Sprint recently announced it will soon launch America’s first WiMax smartphone, the HTC Evo 4G. This smartphone looks much like the HTC HD2 now offered by T-Mobile, but it operates on America’s dominant WiMax network, built by Clearwire where Sprint is a 57% equity holder.
Let’s establish the WiMax advantage over the current 3G networks operated by all major carriers. Clearwire’s WiMax network has at least four major advantages over HSPA (AT&T and T-Mobile) and EVDO (Verizon and Sprint):
Upload and download speeds are higher. How much higher? Here is where it gets tricky. On paper, Clearwire is quoting numbers that are only approximately double that of the 3G networks. That’s not the whole story, however. Which brings us to the next point.

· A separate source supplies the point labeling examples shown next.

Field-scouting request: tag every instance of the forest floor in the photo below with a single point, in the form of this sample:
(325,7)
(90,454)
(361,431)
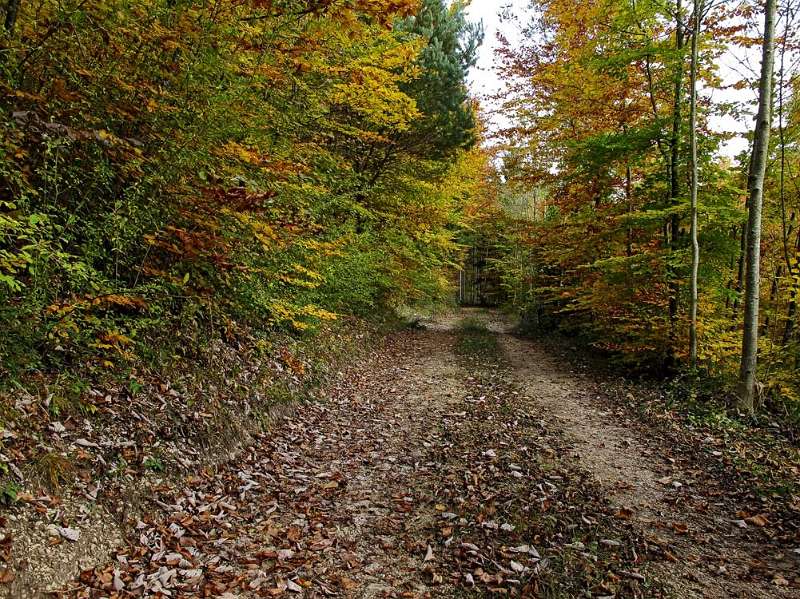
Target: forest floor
(456,460)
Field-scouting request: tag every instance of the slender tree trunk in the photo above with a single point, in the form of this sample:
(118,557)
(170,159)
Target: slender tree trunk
(674,166)
(12,9)
(747,374)
(697,17)
(629,199)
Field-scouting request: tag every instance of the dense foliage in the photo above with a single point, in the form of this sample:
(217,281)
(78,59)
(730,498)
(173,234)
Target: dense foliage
(169,169)
(597,175)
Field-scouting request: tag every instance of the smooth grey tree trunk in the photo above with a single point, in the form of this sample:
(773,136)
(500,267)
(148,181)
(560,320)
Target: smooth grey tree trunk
(696,21)
(674,168)
(747,375)
(12,8)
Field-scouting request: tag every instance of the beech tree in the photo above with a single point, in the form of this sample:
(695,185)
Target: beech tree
(758,165)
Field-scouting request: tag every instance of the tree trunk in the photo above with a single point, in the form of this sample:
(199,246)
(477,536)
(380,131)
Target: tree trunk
(747,374)
(12,8)
(697,17)
(674,166)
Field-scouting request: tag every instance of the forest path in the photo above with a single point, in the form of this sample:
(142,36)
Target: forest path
(678,509)
(448,464)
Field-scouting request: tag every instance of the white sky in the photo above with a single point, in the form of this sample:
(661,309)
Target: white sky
(485,79)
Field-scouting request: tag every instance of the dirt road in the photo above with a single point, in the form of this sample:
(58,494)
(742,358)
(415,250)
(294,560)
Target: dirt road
(452,463)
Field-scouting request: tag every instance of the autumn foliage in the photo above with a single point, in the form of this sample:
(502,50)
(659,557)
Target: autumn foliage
(169,169)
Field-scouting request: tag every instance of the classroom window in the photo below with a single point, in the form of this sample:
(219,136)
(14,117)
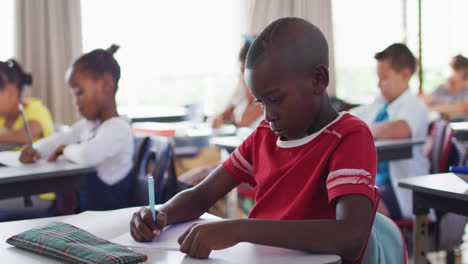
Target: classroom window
(364,27)
(171,52)
(7,29)
(361,28)
(444,36)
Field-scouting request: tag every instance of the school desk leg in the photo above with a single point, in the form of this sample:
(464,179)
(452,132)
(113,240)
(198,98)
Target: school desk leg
(420,238)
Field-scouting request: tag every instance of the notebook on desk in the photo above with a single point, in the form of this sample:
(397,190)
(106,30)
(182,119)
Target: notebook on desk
(10,158)
(460,171)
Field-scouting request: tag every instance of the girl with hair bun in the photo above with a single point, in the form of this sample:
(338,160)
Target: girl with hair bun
(12,131)
(102,139)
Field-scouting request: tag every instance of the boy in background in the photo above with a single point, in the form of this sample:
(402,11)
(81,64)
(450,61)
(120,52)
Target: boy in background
(452,96)
(396,114)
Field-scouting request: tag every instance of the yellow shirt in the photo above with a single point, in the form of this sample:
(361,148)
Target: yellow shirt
(36,111)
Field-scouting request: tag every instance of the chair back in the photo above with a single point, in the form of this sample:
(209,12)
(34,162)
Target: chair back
(441,143)
(374,212)
(153,156)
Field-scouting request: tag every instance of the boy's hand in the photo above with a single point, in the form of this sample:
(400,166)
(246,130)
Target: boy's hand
(29,155)
(58,151)
(142,226)
(200,239)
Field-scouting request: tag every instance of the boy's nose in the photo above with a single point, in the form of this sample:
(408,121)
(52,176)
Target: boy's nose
(270,115)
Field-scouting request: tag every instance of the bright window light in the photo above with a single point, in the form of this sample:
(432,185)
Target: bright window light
(6,27)
(171,52)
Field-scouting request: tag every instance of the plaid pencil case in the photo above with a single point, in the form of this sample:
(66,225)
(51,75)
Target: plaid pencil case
(73,245)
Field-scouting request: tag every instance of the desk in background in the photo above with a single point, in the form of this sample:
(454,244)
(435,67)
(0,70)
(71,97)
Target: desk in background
(42,177)
(155,113)
(188,137)
(444,191)
(461,130)
(112,224)
(4,147)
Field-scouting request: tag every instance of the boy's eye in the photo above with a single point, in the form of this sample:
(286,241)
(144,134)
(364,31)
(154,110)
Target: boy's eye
(275,99)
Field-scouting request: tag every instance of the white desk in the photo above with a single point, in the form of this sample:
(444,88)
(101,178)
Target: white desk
(155,113)
(111,224)
(41,178)
(188,137)
(445,191)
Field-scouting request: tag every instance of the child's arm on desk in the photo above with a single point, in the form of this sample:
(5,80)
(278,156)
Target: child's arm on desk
(344,236)
(391,129)
(20,137)
(186,205)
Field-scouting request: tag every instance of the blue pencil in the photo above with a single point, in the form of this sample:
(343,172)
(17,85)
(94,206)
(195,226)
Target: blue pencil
(26,126)
(151,195)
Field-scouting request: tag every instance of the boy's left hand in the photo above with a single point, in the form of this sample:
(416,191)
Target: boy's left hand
(199,239)
(58,151)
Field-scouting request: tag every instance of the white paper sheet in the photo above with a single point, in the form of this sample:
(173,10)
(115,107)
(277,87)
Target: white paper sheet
(10,158)
(167,240)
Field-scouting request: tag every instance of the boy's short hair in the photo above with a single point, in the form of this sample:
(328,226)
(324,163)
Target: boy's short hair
(460,63)
(400,56)
(312,49)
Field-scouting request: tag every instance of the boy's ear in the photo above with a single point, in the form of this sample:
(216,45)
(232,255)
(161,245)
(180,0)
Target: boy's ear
(108,83)
(320,78)
(406,73)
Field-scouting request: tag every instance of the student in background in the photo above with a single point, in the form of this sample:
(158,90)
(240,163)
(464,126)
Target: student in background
(242,110)
(103,138)
(396,113)
(314,168)
(452,96)
(12,131)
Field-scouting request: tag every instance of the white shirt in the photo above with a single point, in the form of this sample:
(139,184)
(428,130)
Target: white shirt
(107,146)
(411,109)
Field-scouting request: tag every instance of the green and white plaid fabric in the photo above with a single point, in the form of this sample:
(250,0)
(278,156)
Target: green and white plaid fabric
(74,245)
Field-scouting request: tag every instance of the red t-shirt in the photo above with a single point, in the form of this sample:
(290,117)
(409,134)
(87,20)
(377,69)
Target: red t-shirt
(300,179)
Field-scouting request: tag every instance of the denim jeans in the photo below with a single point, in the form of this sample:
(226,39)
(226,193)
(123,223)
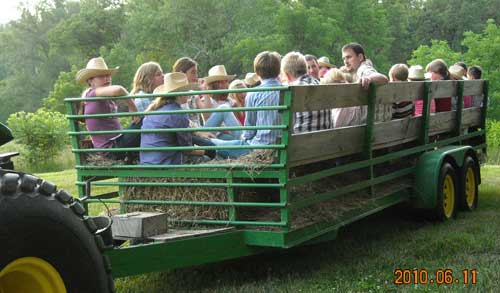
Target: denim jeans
(216,119)
(231,153)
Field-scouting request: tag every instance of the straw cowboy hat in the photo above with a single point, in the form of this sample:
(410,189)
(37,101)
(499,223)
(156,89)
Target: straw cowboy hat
(175,82)
(457,72)
(217,73)
(324,61)
(416,72)
(251,79)
(95,67)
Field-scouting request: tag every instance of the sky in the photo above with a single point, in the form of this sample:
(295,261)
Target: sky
(9,11)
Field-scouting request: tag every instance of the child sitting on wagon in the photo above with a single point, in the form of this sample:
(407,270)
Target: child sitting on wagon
(173,82)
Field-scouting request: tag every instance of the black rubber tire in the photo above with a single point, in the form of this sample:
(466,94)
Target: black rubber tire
(36,222)
(439,211)
(469,163)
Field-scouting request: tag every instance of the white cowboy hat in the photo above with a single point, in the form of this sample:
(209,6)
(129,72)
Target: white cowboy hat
(416,72)
(457,72)
(324,61)
(95,67)
(175,82)
(251,78)
(217,73)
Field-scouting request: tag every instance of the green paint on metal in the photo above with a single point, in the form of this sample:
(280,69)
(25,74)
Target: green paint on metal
(460,107)
(181,253)
(427,173)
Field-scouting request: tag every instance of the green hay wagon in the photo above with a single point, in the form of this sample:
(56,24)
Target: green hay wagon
(313,184)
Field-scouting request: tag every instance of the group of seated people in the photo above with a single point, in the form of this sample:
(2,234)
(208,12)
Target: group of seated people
(270,70)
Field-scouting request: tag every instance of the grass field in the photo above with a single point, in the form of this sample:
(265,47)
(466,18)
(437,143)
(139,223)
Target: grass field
(363,258)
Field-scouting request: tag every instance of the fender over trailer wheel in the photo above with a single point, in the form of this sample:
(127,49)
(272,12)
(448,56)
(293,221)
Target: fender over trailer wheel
(46,244)
(469,182)
(447,193)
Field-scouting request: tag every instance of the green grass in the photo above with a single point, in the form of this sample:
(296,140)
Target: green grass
(65,159)
(362,258)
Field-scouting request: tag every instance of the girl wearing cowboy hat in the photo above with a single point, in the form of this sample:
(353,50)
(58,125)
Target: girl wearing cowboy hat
(97,76)
(173,82)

The real speed experience is similar to that of a freeway. What matters is not how fast ONE car can go, but how fast ALL cars can go when the freeway is near capacity. In the case of Clearwire, it has a lot more spectrum at its disposal than its competitors. Clearwire has 120 MHz on average per market. Compare this
to what most operators purchased near 700 MHz some 2-3 years ago: around 20 MHz, or 1/6th. This means a 6x wider freeway for Clearwire. So you can fit a lot more subscribers – or have the subscribers do more things simultaneously. This is the bandwidth tonnage that matters in a battle.
3. TDD vs. FDD.
Imagine if on a freeway you could dynamically, every fraction of a second, allocate the direction of any given lane. This would mean allocating the width of the freeway to the direction where there was more traffic. Effectively, this increases capacity materially. As a result, Clearwire’s 6x advantage over the old networks may feel more like a 10x.
Speed of uploads and downloads is important, but latency is often even more important. You don’t want that initial two-second "wait" before things start happening, after you click or press. In my personal experience as a Clearwire customer, I get latency around 70ms, compared to 140ms-280ms with my previous EVDO and HSPA connections. That’s a 2x-4x advantage for WiMax, and makes it "feel" like a cable modem as opposed to a second-class wireless citizen.
All in all, until other WiMax smartphones are announced, the first one to hit the market this summer is the Android-based HTC Evo 4G. The superior performance of WiMax will enable users to do things where nothing else can fully compensate in terms of competitive gunpowder.
Sure, the next-generation iPhone from AT&T – and Verizon or other carriers – will bring all sorts of yet-unknown innovation to the table, probably in relation to software, content and services. But without WiMax, any such product – iPhone, Blackberry, Palm, Nokia/Symbian or Microsoft – will be notoriously handicapped in its ability to deliver a proper broadband experience.
You have to ask yourself the following question: Do you accept the premise that the biggest complaint about the current AT&T iPhone is its network performance? If you do, you cannot simultaneously say that the superiority of WiMax won’t matter.
WiMax offered by Clearwire – and integrated into various Sprint-branded offerings, because Sprint owns some 57% of Clearwire – reigns alone until the fourth quarter of 2010, when Verizon launches approximately 20 MHz of FDD-based LTE, compared against Clearwire’s up to 120 MHz of TDD-based WiMax. Verizon’s initial LTE offerings will be primarily USB-based modems and portable WiFi hotspots, such as those built today by Novatel and Sierra Wireless. Some time in 2011, the first LTE-based smartphone will begin to appear, giving Sprint/Clearwire approximately a one-year lead.
We do not know how long Android’s WiMax advantage will last. It is eminently possible that a Blackberry, Microsoft or Apple WiMax smartphone will appear on Sprint/Clearwire before 2010 is over, but I also cannot find any evidence for any of those to occur. Nokia and Palm appear very unlikely to launch anything-WiMax even in 2011 or even ever. To the extent that Blackberry, Microsoft and Apple don’t launch a WiMax smartphone for the Sprint/Clearwire networks in the
coming months, this will be an important advantage for Google with Android.
Verizon’s advertisements often say "It’s the network." The problem is that in this case, it’s not their network. It’s Clearwire’s WiMax network, offered by Sprint, and with Google/Android powering the initial smartphone.